Neue Parkplatzwegleitung für mehr Planungs- und Investitionssicherheit

Die Baudirektion Kanton Zürich hat beschlossen, die «Wegleitung zur Regelung des Parkplatzbedarfs in kommunalen Erlassen» zu überarbeiten und diese den besonderen Anforderungen bei publikumsintensiven Einrichtungen anzupassen. Insbesondere geht es darum, die Rechts-, Planungs- und Investitionssicherheit zu erhöhen. Anfangs Mai 2005 werden die regionalen Planungsgruppen, verschiedene Gemeinden, Verbände, Investoren und Fachleute im Rahmen eines «Sounding Board» (Diskussionsrunde) über den Stand der Überarbeitung informiert und zur Diskussion der inhaltlichen Schwerpunkte eingeladen.
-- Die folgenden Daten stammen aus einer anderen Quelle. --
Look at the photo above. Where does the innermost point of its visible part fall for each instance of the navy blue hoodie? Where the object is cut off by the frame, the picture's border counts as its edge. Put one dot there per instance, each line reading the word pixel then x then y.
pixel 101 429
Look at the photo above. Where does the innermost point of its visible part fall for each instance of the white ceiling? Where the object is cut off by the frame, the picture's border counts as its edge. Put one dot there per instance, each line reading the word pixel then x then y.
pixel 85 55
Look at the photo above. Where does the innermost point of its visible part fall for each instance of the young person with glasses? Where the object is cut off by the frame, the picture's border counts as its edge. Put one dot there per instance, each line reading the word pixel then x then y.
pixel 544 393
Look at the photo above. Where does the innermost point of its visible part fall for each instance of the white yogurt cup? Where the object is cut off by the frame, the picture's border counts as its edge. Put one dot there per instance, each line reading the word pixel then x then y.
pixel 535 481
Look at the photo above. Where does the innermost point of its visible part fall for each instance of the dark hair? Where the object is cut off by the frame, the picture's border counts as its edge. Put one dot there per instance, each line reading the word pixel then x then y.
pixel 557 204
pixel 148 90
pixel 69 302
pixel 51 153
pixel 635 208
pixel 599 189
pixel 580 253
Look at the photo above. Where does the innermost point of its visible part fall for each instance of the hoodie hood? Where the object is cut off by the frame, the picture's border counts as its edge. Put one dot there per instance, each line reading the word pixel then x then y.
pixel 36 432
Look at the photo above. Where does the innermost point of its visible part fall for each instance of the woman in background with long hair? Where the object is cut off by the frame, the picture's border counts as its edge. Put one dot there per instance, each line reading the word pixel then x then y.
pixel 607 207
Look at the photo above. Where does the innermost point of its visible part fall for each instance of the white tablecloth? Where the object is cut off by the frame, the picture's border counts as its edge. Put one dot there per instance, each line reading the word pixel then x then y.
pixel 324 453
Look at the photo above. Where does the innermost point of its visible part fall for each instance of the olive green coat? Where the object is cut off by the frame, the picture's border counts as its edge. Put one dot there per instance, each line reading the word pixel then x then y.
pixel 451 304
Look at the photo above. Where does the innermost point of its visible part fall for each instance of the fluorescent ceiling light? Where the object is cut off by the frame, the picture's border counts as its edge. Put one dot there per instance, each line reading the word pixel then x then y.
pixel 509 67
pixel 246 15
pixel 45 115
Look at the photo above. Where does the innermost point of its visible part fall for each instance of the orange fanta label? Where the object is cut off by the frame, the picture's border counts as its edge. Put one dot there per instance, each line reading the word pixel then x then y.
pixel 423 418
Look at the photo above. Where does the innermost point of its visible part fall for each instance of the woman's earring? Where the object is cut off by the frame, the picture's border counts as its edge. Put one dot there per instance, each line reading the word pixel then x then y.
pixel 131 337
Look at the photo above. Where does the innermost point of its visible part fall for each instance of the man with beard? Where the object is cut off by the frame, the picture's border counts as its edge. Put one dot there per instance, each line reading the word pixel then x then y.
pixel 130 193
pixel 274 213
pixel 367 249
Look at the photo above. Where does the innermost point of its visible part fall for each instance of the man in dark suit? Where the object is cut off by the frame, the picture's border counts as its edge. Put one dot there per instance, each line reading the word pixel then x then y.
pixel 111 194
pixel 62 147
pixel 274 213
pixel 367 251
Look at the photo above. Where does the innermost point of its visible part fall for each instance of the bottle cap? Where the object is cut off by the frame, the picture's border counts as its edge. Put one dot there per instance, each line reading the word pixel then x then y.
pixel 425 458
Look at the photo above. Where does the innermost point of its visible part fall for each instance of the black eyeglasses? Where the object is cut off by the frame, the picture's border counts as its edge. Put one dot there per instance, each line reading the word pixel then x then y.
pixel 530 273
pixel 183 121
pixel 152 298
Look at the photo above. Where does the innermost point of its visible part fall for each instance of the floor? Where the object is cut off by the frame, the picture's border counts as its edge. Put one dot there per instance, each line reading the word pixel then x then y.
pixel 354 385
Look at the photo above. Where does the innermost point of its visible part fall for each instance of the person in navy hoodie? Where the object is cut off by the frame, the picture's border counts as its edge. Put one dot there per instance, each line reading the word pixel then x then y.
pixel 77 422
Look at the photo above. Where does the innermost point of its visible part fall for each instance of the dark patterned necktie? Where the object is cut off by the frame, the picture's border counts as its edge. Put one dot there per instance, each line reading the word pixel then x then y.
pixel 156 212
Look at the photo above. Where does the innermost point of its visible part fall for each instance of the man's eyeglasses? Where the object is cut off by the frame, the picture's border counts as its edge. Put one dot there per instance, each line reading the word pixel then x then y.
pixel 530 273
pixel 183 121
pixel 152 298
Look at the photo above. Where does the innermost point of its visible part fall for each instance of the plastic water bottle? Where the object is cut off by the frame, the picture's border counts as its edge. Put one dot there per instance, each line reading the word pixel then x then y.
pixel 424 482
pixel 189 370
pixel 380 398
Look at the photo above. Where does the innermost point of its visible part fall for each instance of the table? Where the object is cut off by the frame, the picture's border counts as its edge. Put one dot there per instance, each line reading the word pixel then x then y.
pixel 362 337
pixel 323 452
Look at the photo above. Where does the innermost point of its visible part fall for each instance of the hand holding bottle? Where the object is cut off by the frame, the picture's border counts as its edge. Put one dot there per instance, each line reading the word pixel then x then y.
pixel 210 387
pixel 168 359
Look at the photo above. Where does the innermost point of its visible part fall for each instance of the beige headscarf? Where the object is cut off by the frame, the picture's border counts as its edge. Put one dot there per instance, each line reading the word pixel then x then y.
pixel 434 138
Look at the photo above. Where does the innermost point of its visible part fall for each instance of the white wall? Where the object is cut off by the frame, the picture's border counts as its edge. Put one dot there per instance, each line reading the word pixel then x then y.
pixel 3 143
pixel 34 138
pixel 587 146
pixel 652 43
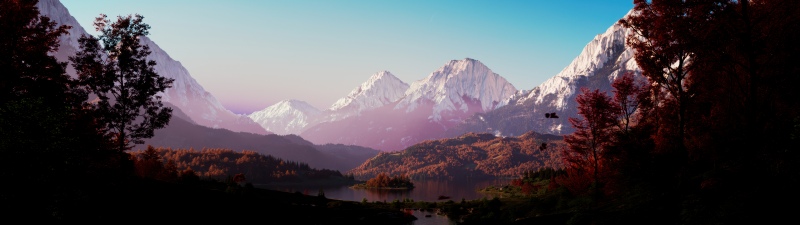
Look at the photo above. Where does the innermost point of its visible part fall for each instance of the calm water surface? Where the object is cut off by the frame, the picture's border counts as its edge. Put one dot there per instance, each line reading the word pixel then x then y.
pixel 424 190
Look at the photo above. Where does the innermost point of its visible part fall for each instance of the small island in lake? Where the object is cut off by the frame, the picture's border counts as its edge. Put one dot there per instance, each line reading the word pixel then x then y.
pixel 383 181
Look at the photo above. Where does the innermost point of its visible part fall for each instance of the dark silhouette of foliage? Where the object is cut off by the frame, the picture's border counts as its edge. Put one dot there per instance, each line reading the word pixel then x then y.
pixel 472 155
pixel 593 133
pixel 114 68
pixel 382 180
pixel 221 164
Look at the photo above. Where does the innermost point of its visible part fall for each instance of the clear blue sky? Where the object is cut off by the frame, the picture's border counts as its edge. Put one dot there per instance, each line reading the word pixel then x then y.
pixel 251 54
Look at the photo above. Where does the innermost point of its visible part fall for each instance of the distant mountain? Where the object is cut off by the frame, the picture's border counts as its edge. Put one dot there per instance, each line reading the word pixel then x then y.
pixel 458 88
pixel 429 107
pixel 602 61
pixel 471 155
pixel 186 93
pixel 184 134
pixel 380 89
pixel 286 117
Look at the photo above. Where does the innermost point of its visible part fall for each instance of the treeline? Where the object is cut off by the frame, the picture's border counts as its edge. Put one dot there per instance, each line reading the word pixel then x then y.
pixel 384 181
pixel 711 137
pixel 472 155
pixel 221 164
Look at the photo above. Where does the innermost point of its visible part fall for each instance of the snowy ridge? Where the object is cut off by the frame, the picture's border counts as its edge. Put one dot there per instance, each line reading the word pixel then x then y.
pixel 599 52
pixel 380 89
pixel 186 93
pixel 285 117
pixel 452 85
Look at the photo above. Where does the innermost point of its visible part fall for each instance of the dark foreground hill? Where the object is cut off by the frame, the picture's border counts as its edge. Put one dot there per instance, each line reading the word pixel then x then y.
pixel 137 200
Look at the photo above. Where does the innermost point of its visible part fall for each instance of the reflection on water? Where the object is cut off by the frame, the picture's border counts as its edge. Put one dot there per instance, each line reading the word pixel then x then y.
pixel 425 190
pixel 428 218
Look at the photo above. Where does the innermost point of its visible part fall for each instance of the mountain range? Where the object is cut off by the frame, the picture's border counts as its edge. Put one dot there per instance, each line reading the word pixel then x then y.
pixel 465 96
pixel 185 93
pixel 383 113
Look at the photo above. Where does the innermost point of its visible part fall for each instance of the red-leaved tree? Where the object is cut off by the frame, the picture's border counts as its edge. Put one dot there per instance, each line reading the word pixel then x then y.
pixel 594 132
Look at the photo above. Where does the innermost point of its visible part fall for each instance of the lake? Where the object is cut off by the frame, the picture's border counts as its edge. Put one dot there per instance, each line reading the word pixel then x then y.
pixel 424 190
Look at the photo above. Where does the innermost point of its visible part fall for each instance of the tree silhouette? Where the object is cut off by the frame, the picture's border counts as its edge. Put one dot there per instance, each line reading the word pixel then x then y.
pixel 592 133
pixel 114 68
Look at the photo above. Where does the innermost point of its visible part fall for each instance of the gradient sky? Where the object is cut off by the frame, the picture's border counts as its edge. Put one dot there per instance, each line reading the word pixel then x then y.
pixel 251 54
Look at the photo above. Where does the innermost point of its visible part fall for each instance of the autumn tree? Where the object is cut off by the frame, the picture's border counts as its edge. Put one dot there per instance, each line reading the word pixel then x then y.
pixel 664 39
pixel 115 69
pixel 593 133
pixel 628 96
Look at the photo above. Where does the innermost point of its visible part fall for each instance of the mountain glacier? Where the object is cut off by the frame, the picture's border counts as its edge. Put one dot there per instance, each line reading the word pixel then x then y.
pixel 286 117
pixel 200 105
pixel 601 61
pixel 451 87
pixel 426 109
pixel 382 88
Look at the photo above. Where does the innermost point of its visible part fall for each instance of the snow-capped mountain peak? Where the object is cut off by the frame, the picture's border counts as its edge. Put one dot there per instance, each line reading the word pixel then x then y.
pixel 456 85
pixel 605 50
pixel 186 93
pixel 380 89
pixel 285 117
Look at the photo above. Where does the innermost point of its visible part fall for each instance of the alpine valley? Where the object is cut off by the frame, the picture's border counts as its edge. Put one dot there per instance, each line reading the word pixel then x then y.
pixel 382 114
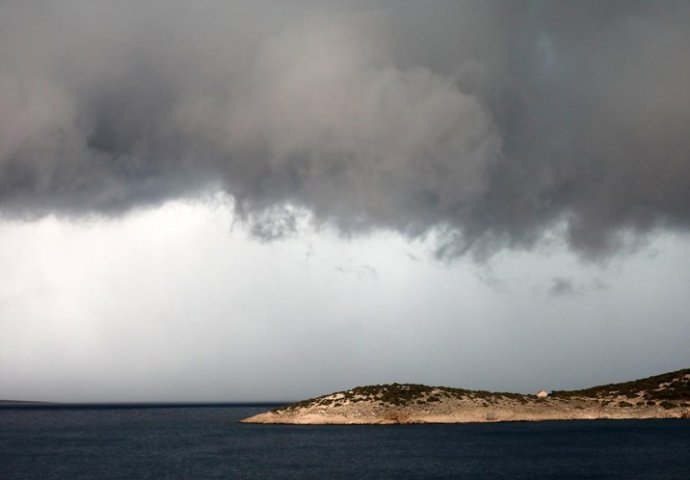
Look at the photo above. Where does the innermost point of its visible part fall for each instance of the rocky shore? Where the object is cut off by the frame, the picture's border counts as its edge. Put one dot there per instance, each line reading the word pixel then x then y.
pixel 661 396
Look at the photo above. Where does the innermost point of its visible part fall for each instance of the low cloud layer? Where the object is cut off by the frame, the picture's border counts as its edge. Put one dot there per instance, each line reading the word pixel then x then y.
pixel 487 122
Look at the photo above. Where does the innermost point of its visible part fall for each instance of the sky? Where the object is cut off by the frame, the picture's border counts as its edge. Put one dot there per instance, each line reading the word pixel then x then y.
pixel 270 200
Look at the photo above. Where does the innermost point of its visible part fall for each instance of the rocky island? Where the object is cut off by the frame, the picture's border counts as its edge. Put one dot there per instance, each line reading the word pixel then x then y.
pixel 660 396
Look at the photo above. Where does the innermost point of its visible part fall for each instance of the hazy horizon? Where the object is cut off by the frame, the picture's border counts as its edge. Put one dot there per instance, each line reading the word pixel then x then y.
pixel 267 200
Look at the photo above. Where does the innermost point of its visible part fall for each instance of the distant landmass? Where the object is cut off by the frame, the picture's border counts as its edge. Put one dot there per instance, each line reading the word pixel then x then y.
pixel 660 396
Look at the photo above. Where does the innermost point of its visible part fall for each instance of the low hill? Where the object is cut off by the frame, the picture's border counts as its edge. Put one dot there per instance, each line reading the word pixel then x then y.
pixel 660 396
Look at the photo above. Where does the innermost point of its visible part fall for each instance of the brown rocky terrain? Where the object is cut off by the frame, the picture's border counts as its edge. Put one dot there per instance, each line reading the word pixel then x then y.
pixel 660 396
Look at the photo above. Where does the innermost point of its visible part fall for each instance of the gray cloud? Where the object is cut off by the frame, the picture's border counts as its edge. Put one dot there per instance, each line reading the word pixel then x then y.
pixel 562 287
pixel 487 122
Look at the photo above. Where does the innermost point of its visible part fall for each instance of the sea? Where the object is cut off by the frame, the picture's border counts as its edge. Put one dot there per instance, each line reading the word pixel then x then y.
pixel 206 442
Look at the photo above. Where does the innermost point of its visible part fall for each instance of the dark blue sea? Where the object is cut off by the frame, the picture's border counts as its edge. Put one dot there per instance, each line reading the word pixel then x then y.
pixel 208 443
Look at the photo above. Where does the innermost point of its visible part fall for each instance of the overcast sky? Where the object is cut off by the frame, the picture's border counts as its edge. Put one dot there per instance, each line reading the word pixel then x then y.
pixel 264 200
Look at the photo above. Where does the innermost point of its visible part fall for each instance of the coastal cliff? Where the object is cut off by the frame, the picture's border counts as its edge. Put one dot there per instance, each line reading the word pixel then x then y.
pixel 660 396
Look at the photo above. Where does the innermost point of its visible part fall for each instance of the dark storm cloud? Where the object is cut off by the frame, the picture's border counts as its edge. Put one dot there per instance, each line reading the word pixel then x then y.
pixel 489 122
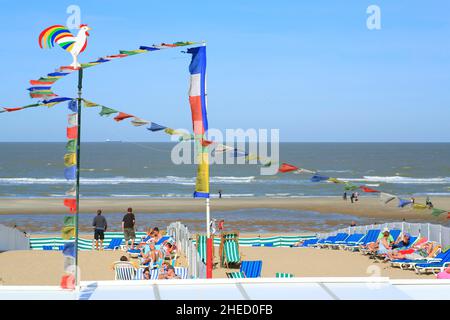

Die steigende Anzahl von publikumsintensiven Einrichtungen (PE) – wie z.B. Einkaufszentren – an dafür zu wenig geeigneten Standorten im Kanton Zürich hat in den letzten Jahren zunehmend negative Folgen verursacht, wie z.B. schwindende Attraktivität der Ortszentren, abnehmende Versorgungsqualität für die nicht motorisierte Bevölkerung, überlastete Strassen oder steigende Luft- und Lärmbelastung. Die Investoren und Betreiber von publikumsintensiven Einrichtungen sind zudem mit teilweise ungenügender Planungs- und Investitionssicherheit und den damit verbundenen zeitlichen und finanziellen Risiken belastet. Gründe für diese Situation sind der unverbindliche Charakter der letztmals 1997 überarbeiteten «Wegleitung zur Regelung des Parkplatzbedarfs in kommunalen Erlassen» sowie deren für die publikumsintensiven Grossprojekte nicht zweckmässigen inhaltlichen Ausgestaltungen. Da das kantonale Planungs- und Baugesetz punkto Parkplatzbedarf offen formuliert ist, stützten sich Gerichte bei Streitfällen in der Regel auf die kantonale Parkplatzwegleitung. Unsicherheiten entstanden dabei in jenen Gemeinden, die ihre Baubewilligungen nicht auf die kantonale Wegleitung, sondern auf davon abweichende kommunale Parkplatzverordnungen stützen.¨


Einbezug der Betroffenen gewährleisten

Die Baudirektion hat sich deshalb entschieden, die Parkplatzwegleitung zu überarbeiten. Ziel ist es, die Planungs- und Investitionssicherheit unter Wahrung des Umweltrechts zu erhöhen, sowie die Attraktivität der gut mit öffentlichen Verkehrsmitteln erschlossenen Standorte für publikumsintensive Grossprojekte zu steigern. Die Baudirektion will anfangs Mai 2005 den Stand der Überarbeitung und die bisherigen Erkenntnisse im Rahmen eines «Sounding Board» mit Vertreterinnen und Vertretern von Gemeinden, Verbänden und Investoren vertiefen. Schwerpunkte der Diskussion sind Überlegungen wie Überführung der Parkplatzwegleitung in eine verbindliche Verordnung, Positivplanung von Gebieten mit publikumsintensiven Einrichtungen, Planungspflicht für publikumsintensive Einrichtungen ausserhalb von PE-Gebieten oder die Pflicht zu einer kommunalen Parkraumplanung in Gemeinden mit ausgeprägtem Zielverkehr.

Die Baudirektion strebt an, im 3. Quartal 2005 die überarbeitete Parkplatzverordnung den Gemeinden zur Vernehmlassung unterbreiten zu können.